Big Data 41 min read

Hive and Hadoop Interview Questions and Answers

This article provides a comprehensive collection of interview-style questions and detailed answers covering Hive concepts, Hadoop architecture, MapReduce mechanics, HDFS operations, and performance optimization techniques for big‑data processing environments.

Big Data Technology & Architecture

Apr 15, 2021

Hive and Hadoop Interview Questions and Answers

1. Hive Table Join Using MapReduce

If one table is small, use a map‑side join by loading the small table into memory during the map phase. For two large tables, create a composite key (join field + flag) to distinguish records from each table, partition by this key, and perform aggregation in the reducer.

2. Characteristics of Hive and Differences from RDBMS

Hive is a data‑warehouse tool built on Hadoop that maps structured files to tables and translates SQL queries into MapReduce jobs. It offers low learning cost and SQL‑like syntax but does not support real‑time queries. Unlike relational databases, Hive stores data on HDFS, lacks transaction support, and is optimized for batch analytics.

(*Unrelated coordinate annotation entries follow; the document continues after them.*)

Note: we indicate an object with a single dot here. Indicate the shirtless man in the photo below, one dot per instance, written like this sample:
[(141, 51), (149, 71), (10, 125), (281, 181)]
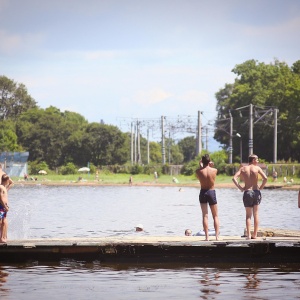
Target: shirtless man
[(11, 183), (3, 208), (207, 176), (252, 195)]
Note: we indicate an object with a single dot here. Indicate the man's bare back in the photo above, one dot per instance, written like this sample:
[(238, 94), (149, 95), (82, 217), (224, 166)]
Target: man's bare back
[(249, 174), (207, 176)]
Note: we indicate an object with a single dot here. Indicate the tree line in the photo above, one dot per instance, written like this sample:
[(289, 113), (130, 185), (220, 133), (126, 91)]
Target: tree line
[(63, 139), (266, 87)]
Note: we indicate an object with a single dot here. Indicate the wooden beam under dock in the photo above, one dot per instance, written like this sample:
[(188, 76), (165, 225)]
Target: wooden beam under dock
[(151, 249)]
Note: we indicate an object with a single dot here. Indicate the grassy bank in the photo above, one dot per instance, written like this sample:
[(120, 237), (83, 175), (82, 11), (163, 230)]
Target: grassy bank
[(139, 179)]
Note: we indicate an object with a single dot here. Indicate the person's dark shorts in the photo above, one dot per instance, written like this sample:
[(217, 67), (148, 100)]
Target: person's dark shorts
[(251, 198), (208, 196)]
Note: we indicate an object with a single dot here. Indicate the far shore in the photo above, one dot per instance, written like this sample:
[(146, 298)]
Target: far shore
[(270, 185)]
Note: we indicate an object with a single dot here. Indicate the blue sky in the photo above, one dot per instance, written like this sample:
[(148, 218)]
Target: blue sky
[(114, 60)]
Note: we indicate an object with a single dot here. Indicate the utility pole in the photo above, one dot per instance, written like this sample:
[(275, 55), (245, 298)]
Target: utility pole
[(275, 136), (250, 129), (163, 141), (199, 137), (148, 147), (131, 143), (230, 137)]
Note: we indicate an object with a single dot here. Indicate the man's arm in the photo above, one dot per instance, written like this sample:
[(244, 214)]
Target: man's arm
[(235, 180), (10, 184), (3, 201), (264, 177)]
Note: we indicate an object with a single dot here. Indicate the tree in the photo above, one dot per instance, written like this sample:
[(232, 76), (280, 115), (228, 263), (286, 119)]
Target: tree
[(45, 133), (265, 86), (14, 99), (104, 145), (8, 137), (187, 147)]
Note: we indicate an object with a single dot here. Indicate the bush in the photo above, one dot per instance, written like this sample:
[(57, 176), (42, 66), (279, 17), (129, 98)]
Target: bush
[(69, 168)]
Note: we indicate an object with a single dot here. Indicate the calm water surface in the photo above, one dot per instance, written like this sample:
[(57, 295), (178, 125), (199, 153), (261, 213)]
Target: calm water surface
[(42, 212)]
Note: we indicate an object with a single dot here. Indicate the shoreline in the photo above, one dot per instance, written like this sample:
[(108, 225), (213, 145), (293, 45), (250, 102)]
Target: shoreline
[(152, 184)]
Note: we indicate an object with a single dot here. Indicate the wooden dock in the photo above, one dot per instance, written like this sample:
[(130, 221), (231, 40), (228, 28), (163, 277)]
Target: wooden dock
[(161, 249)]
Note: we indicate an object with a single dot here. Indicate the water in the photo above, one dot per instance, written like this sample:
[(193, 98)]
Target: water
[(46, 212)]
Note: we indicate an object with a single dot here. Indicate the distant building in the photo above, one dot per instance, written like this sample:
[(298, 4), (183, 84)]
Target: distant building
[(14, 163)]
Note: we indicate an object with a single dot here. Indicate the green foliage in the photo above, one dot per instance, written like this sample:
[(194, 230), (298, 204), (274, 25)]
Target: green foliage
[(264, 86), (35, 167), (69, 168), (187, 147), (14, 99)]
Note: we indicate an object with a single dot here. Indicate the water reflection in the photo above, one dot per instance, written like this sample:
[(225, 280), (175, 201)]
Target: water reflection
[(252, 281), (209, 283), (3, 278), (114, 211)]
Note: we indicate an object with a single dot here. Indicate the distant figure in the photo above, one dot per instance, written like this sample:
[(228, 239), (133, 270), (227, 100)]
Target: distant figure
[(10, 183), (274, 175), (188, 232), (139, 227), (3, 208), (207, 176), (252, 195), (175, 180)]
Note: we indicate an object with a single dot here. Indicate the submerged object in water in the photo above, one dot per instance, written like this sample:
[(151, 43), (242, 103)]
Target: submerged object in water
[(211, 232)]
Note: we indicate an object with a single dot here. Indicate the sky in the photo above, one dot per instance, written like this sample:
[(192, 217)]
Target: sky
[(123, 60)]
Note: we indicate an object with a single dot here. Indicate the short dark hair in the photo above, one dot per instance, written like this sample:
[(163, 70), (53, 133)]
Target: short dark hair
[(205, 159), (252, 157), (4, 177)]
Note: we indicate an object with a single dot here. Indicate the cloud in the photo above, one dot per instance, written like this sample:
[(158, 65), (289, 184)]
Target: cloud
[(13, 43), (9, 42), (150, 97)]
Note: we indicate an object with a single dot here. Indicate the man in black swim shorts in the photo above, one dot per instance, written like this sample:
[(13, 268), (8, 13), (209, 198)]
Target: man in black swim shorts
[(207, 176), (251, 198), (208, 196), (252, 195)]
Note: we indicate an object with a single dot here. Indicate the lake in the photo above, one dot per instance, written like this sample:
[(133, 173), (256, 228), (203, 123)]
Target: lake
[(86, 211)]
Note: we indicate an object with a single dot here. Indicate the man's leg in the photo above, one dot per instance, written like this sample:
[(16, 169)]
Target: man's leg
[(214, 212), (3, 230), (256, 221), (248, 221), (205, 219)]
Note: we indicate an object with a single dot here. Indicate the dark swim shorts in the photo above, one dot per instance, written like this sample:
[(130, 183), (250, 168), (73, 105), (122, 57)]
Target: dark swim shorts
[(251, 198), (208, 196), (2, 213)]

3. Meaning of Sort By, Order By, Cluster By, Distribute By

Order By : Global sorting requiring a single reducer, which can be slow for large datasets.

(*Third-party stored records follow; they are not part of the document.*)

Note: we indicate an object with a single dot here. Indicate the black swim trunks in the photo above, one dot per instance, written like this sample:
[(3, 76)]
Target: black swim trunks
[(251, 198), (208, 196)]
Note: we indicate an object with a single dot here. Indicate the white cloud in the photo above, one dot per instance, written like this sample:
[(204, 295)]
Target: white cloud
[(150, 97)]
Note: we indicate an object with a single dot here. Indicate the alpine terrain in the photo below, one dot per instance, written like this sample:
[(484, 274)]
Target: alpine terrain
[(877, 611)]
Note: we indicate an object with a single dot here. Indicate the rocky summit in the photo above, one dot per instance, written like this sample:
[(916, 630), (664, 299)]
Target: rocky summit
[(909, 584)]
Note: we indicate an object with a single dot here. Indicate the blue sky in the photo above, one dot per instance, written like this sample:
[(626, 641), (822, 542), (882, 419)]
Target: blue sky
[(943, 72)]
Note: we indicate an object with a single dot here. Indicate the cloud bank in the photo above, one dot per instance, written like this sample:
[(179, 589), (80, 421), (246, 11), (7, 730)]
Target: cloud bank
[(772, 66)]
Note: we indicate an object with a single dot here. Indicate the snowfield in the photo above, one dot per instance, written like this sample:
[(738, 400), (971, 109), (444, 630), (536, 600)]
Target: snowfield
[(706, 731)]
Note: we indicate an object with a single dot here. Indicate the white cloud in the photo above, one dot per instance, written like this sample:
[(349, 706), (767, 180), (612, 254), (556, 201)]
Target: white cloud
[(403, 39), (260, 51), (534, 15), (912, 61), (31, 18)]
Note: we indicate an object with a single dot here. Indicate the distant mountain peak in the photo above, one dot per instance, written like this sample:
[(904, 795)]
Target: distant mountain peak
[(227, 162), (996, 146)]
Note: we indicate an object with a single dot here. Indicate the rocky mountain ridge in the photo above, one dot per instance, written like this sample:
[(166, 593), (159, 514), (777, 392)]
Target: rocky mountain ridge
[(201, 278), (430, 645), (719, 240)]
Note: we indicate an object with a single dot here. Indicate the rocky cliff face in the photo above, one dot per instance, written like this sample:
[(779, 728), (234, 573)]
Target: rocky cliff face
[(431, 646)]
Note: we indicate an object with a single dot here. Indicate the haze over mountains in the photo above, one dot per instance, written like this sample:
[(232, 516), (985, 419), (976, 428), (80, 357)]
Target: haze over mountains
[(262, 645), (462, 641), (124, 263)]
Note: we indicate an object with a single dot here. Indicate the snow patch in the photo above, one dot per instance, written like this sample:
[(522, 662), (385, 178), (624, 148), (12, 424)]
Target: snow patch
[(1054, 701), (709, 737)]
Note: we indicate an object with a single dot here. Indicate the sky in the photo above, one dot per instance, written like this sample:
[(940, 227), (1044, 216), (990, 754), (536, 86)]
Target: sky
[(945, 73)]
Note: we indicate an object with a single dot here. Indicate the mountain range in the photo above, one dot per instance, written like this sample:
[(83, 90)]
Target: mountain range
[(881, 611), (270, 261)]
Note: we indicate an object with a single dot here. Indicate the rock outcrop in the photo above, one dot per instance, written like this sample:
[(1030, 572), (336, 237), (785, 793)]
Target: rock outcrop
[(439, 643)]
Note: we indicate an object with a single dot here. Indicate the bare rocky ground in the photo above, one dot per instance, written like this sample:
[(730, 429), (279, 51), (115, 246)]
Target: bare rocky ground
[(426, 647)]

Sort By : Partial sorting performed before data reaches the reducer.

Distribute By : Partitions data across reducers based on the specified column.

Cluster By : Combines the functions of Distribute By and Sort By.

4. Usage of split, coalesce, and collect_list Functions

split('a,b,c,d', ',')

returns an array ['a','b','c','d']. coalesce(v1, v2, …) returns the first non‑null argument, or NULL if all are null. collect_list(col) aggregates all values of a column into an array without deduplication, e.g., SELECT collect_list(id) FROM table.

5. Hive Metastore Storage Options

Hive supports three metastore servers: embedded (Derby, for unit tests), local, and remote (communicating via Thrift).

6. Difference Between Internal and External Tables

Creating an internal table moves data into Hive’s warehouse directory; dropping the table deletes both metadata and data. An external table only records the data location; dropping it removes metadata while preserving the data.

7. UDF, UDAF, and UDTF Differences

UDF processes one input row and produces one output row.

UDAF processes multiple input rows and produces a single aggregated output row.

UDTF processes one input row and can emit multiple output rows.

8. Does Every Hive Query Run as a MapReduce Job?

Not always. Since Hive 0.10.0, simple queries such as SELECT … LIMIT n can be executed using a fetch task without launching a MapReduce job.

9. Understanding Hive Bucket Tables

Bucket tables hash a specified column and store rows in separate files (buckets). The hash value modulo the number of buckets determines the target file. Bucketing is useful for sampling queries but is not intended for general storage.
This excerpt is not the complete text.